Greenwood : Fener ou l'Atlético, le money time

On savait que ça finirait comme ça. Un été, un gros chèque, et notre meilleur joueur qui regarde déjà ailleurs. Mason Greenwood pensait reprendre l'entraînement avec nous cette semaine. Il passe finalement ses journées au téléphone, pendant que deux clubs se disputent sa signature.

Le décor est planté. Fenerbahçe d'un côté, l'Atlético Madrid de l'autre. Le Fener a posé 40 millions plus bonus sur la table, avec un contrat de quatre ans qui donne le vertige (on parle de 7 à 8 millions nets par an, presque le double de ce qu'il touchait chez nous). L'Atlético a répondu avec 45 millions plus 5 de bonus. Sur le papier, Madrid met plus. Dans les faits, c'est plus tordu.

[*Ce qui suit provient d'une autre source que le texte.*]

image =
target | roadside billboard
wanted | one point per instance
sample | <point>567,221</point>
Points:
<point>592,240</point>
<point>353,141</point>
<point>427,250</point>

Parce que l'offre madrilène doit encaisser les commissions d'agent et surtout l'intéressement du joueur. Une clause signée à l'été 2024 promet à Greenwood 8,5% du montant de sa prochaine vente. Pour filer à l'Atlético, il serait prêt à renoncer à cette prime. Pour le Fener aussi. Du coup le duel se joue à la marge, sur des histoires de fiscalité et de confort.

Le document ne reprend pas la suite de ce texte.